Cache Miss Anatomy: Tuning Memory Layout for Prefetch-Dominated Workloads

This guide dissects the anatomy of cache misses in modern workloads where hardware prefetching dominates memory access patterns. We explain why traditional cache optimization advice often backfires under aggressive prefetching and provide a systematic framework for tuning memory layout. Topics include understanding prefetcher behavior, detecting prefetch-friendly vs. prefetch-hostile patterns, layout strategies such as structure-of-arrays and array-of-structures, and step-by-step profiling with

Introduction: Why Cache Miss Anatomy Matters Now

Modern processors hide memory latency through increasingly sophisticated hardware prefetchers. These prefetchers detect regular access patterns and fetch data into cache before it is explicitly requested. However, when memory layout does not align with these patterns, prefetching can become ineffective or even harmful, polluting cache with unused lines. This guide provides a deep dive into the anatomy of cache misses under prefetch-dominated workloads, focusing on how to tune memory layout to work with, not against, the prefetcher. We target experienced developers who have already mastered basic cache optimization and now face diminishing returns from conventional advice like 'pack structures' or 'align to cache lines.' The reality is more nuanced: aggressive prefetchers change the cost model of cache misses. A seemingly optimal layout can increase misses because it confuses the prefetcher's stride detection. Conversely, a layout that appears wasteful may trigger useful prefetches. This overview reflects widely shared professional practices as of May 2026; verify critical details against current processor documentation where applicable.
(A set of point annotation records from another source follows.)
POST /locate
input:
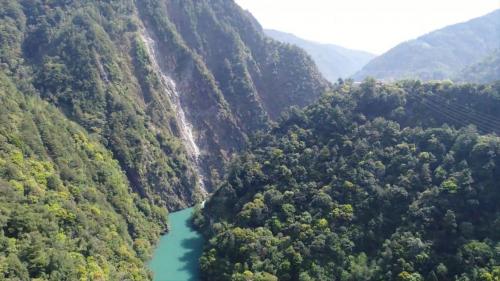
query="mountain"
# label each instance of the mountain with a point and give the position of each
(332, 60)
(395, 182)
(114, 112)
(440, 54)
(485, 71)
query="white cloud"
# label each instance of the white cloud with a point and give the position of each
(372, 25)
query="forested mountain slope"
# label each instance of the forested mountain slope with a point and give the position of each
(91, 60)
(113, 111)
(333, 61)
(67, 211)
(485, 71)
(367, 184)
(441, 54)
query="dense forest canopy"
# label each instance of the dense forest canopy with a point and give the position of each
(91, 153)
(370, 183)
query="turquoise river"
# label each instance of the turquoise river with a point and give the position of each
(176, 256)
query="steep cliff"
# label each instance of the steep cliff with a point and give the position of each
(172, 88)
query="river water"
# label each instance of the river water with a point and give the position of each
(176, 257)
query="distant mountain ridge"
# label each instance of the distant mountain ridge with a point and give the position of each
(332, 60)
(441, 54)
(485, 71)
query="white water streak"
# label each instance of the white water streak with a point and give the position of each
(170, 90)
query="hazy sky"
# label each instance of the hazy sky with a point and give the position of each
(371, 25)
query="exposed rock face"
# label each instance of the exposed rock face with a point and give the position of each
(172, 88)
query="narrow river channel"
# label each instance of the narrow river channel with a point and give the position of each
(177, 254)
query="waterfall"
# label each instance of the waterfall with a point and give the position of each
(170, 90)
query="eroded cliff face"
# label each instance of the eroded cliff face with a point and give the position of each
(233, 80)
(171, 88)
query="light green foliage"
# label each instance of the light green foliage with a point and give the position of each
(367, 194)
(66, 208)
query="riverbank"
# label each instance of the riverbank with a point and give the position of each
(176, 258)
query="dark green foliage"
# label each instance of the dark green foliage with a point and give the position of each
(66, 208)
(367, 184)
(88, 203)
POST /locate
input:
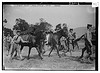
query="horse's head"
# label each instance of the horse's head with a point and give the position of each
(64, 33)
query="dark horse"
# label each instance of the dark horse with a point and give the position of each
(55, 40)
(34, 41)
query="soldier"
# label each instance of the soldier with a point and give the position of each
(8, 41)
(58, 27)
(71, 37)
(88, 43)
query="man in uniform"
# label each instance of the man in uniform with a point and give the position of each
(71, 37)
(88, 43)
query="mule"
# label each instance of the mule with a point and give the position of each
(34, 41)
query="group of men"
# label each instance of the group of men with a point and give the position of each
(14, 48)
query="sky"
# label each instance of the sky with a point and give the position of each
(74, 16)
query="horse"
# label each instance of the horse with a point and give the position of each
(34, 41)
(75, 43)
(55, 40)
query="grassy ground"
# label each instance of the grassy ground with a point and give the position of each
(48, 63)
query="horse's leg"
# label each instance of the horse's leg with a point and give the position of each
(51, 50)
(29, 52)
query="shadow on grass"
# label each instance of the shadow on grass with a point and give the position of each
(76, 58)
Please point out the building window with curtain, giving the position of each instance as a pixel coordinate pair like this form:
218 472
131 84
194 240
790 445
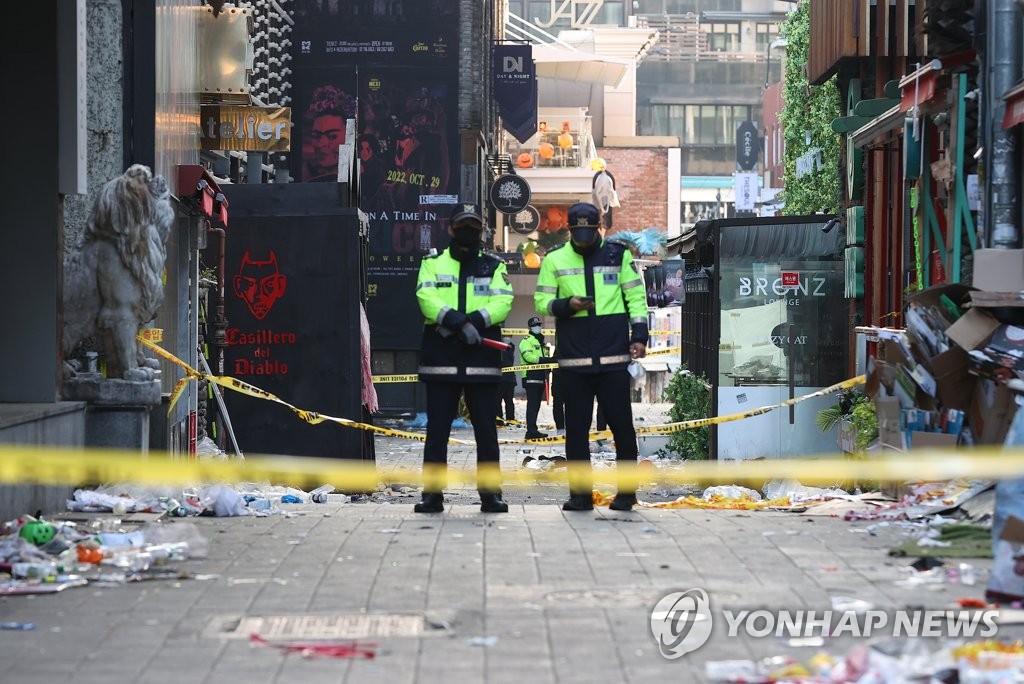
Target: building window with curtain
722 36
701 124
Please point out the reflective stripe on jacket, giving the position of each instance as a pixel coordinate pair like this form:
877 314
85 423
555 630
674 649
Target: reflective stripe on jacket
478 288
530 350
598 339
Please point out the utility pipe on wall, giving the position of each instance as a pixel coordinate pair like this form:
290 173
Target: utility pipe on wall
1003 66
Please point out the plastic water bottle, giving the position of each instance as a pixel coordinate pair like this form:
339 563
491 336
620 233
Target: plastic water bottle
318 496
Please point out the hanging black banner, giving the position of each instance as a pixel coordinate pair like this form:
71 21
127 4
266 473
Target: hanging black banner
515 88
The core pain point is that developers often treat cache misses as a uniform problem, applying generic solutions like padding or reordering fields. In prefetch-dominated workloads—common in databases, real-time analytics, and scientific computing—such generic approaches can degrade performance. This guide teaches you to diagnose the specific types of cache misses (compulsory, capacity, conflict) in the context of prefetcher behavior. We provide a framework for analyzing memory access patterns, selecting layout strategies, and validating improvements with profiling tools. By the end, you will be able to identify when prefetching is helping or hurting, and adjust your data structures accordingly.

Core Concepts: Prefetch-Dominated Workloads Demystified

A prefetch-dominated workload is one where the majority of cache misses are not purely demand-driven; instead, the processor's prefetcher attempts to anticipate future accesses. For these workloads, the effectiveness of the prefetcher strongly influences overall memory performance. Hardware prefetchers typically detect sequential or strided access patterns over physical addresses. When memory layout is sparse or irregular, the prefetcher may fetch lines that are never used, wasting memory bandwidth and cache capacity. Understanding the types of prefetchers—such as the stream prefetcher (detects sequential streams), the stride prefetcher (detects constant-stride patterns), and the region prefetcher (groups nearby accesses)—is essential. Each type responds differently to layout changes.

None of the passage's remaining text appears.